His most recent success was in the first season of American Crime Story, in which he played O.J. Simpson. I still didn’t watch it, maybe I’ll do it before going to sleep today, then I can review it here in the future.
The last actor, or in this case, actress, I’ll mention is Regina King. Her role in Boyz n the Hood is peripheric, but now she’s a goddess of acting. Oscar-winner for her supporting role in Barry Jenkins’ If Beale Street Could Talk, and giving one substantial performance after another.
The original score and some soft R&B shit are kinda cheesy, but the rap songs are of very high quality. Things like Run-DMC’s Sucka MC’s and Compton’s Most Wanted’s Growing up in the Hood. I’m more the Compton’s Most Wanted type, though.
The cinematography is not the best, sometimes it’s a little too dark, and in general, it’s nothing special. But that’s just one point among so many great things that this movie has.
John Singleton still holds the record of youngest director and screenwriter nominated an Academy Award and the first black Director ever nominated. He was 24 when he wrote and directed Boyz n the Wood, and in April 2019, at only 51 years old, he passed away. Seeing him and Kobe Bryant in the In Memorian of this year’s Oscars was extremely heartbreaking for me.

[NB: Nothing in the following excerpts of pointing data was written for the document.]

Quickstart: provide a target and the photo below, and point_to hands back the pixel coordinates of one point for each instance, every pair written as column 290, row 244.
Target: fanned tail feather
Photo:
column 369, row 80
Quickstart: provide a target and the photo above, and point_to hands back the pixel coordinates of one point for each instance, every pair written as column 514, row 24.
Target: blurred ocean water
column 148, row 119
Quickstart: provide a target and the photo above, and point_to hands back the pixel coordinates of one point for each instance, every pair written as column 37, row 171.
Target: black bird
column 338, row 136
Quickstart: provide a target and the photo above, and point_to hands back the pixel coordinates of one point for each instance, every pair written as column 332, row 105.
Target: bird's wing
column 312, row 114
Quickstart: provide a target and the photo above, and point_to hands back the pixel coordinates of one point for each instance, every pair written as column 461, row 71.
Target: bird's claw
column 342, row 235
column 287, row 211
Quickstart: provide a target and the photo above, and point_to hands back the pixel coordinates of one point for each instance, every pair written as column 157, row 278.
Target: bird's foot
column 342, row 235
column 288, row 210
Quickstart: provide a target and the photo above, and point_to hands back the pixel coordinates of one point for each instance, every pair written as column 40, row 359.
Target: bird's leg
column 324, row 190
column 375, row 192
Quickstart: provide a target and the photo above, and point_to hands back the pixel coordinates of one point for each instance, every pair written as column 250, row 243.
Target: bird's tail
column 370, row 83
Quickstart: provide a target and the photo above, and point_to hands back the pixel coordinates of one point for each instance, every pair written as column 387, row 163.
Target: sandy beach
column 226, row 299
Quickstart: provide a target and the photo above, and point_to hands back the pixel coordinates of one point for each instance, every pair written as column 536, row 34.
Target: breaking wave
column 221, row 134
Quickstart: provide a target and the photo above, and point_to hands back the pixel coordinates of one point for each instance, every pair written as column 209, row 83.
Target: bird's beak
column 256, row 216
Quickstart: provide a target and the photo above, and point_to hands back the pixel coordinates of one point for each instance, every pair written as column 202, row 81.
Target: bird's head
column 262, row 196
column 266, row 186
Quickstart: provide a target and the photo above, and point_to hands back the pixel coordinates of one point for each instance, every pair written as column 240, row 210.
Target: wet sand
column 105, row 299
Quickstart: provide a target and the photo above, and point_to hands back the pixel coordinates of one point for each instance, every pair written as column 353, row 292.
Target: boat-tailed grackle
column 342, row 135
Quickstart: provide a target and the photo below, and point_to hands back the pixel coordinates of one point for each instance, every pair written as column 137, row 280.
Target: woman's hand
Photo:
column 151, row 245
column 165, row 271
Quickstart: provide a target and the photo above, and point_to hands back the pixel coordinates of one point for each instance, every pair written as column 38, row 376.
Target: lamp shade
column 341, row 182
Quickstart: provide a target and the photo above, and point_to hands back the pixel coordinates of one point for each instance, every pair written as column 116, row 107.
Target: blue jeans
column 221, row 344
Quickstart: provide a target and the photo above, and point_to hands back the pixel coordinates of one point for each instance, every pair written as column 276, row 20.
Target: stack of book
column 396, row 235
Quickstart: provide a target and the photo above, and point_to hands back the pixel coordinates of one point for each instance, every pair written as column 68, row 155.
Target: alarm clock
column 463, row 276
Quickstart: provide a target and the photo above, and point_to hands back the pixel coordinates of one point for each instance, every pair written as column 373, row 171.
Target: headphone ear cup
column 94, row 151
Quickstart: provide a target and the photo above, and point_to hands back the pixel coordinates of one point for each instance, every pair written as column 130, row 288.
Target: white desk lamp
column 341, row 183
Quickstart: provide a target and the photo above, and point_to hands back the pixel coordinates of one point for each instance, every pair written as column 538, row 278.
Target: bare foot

With Boyz n the Hood, early 90s, Singleton made a movie with an all-black main cast and a majority of black men and women in the behind-the-camera crew, long before the Hollywood wokeness.
Boyz n the Hood is one of the most important movies of my life. Together with Shaun of the Dead, it was the film that began my passion for Cinema. It might have a few problems, but to me, it’ll always be 10 Moons.
That’s it for now, don’t forget to only use your AK when necessary, and always far away from schools. Bye!